Field monitoring of solar installations enables operators to maximize revenue generation and reduce operation and maintenance costs. This application note includes a solar monitoring starter kit that includes LabVIEW software code that you can use as a starting point for building a solar monitoring system using National Instruments Wireless Sensor Network (WSN) and/or NI CompactRIO hardware. In this example application, one or more NI WSN nodes monitor solar irradiance, panel temperature and weather conditions. NI CompactRIO monitors and analyzes AC and DC electrical power and acts as a data aggregator for the NI WSN nodes. A PXI server running LabVIEW DSC acts as the historical data server for the solar monitoring system performing alarming and trending for analysis of system performance and the intelligent dispatching of maintenance crews.

Background and Motivation

Monitoring can help solar operators make sure they are getting the best return on investment from solar power plants. For many operators, the day to day operation and maintenance of a solar farm is relatively new.

Whether you are operating a small installation or a utility scale solar farm, monitoring systems can provide a wealth of information to help you keep your solar energy generation running at peak performance while enabling performance issues to be detected and diagnosed. For example, a common challenge for solar farm operations is the proper scheduling of solar panel cleaning. A solar monitoring system can detect when soiling of the panels— caused by dust, dirt or debris— is reducing electric power generation output. This enables operators to more intelligently schedule cleaning operations.
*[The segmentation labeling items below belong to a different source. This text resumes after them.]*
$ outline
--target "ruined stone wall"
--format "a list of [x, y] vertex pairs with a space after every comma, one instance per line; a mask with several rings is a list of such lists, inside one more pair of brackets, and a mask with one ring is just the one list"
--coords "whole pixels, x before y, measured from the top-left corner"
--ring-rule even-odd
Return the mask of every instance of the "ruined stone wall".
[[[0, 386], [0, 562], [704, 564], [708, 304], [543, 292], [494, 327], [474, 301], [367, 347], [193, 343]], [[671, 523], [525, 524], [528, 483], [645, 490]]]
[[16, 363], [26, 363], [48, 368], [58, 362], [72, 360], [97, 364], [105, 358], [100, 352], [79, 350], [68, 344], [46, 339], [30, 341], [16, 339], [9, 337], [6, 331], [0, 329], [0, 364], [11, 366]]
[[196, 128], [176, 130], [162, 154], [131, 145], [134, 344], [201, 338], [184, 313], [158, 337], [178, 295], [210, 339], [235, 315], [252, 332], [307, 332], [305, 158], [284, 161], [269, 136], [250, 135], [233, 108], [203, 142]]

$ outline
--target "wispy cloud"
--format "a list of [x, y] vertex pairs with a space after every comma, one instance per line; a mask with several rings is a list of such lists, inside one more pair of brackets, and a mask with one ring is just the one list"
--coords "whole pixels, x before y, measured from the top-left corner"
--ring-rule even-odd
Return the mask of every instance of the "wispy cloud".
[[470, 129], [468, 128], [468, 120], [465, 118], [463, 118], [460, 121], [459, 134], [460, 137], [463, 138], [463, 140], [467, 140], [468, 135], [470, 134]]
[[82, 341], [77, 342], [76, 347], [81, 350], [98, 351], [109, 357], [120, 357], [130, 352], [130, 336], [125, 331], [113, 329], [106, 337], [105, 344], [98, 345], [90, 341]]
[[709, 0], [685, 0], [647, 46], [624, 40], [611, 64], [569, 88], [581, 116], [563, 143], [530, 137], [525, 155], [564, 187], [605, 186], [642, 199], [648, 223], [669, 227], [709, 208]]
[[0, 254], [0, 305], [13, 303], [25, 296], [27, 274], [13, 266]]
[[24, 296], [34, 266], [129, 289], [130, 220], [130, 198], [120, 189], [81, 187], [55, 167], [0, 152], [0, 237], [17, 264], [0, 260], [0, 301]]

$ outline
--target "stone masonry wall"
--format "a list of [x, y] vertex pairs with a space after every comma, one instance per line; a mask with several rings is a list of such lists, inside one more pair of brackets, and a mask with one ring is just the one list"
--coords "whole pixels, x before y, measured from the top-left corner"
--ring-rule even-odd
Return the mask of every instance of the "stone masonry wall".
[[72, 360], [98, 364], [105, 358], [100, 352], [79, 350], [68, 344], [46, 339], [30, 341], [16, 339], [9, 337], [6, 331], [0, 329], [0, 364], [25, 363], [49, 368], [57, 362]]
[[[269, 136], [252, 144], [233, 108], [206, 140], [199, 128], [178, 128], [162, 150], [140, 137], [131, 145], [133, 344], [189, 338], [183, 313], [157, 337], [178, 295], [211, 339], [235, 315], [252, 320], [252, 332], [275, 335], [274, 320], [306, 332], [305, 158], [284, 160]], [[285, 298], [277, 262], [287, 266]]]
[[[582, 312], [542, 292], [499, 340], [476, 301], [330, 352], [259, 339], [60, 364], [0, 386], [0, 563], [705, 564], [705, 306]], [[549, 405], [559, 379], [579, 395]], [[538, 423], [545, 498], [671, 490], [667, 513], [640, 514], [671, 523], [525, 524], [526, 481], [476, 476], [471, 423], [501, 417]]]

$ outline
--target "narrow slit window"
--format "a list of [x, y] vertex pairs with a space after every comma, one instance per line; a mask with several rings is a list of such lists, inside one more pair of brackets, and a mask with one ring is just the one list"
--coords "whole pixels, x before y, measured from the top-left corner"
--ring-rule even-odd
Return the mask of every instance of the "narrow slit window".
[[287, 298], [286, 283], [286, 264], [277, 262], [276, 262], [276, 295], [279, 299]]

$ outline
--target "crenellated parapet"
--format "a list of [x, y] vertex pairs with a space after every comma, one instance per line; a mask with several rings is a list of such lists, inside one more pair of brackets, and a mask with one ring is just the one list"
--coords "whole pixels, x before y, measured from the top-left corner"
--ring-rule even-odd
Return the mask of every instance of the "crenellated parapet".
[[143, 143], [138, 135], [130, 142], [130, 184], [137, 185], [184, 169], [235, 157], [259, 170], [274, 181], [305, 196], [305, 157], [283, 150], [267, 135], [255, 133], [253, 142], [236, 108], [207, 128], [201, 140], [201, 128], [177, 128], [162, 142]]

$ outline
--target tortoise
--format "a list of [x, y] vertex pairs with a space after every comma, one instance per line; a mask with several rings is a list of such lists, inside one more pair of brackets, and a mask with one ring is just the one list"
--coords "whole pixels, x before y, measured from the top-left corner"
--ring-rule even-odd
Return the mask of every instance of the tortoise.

Since the output power of a solar array is depends on environmental factors such as solar radiation and temperature, an understanding of how system performance correlates with environmental data is needed. With a multi-year set of monitoring data, users can understand trends that affect solar output and efficiency, and they can use this data to optimize solar farm operations and maintenance, such as the panel cleaning schedule.  Historical data can provide information on power output trends.  In summary, monitoring systems for solar power plants can provide a wealth of valuable information that enables operators to better understand and optimize their solar system.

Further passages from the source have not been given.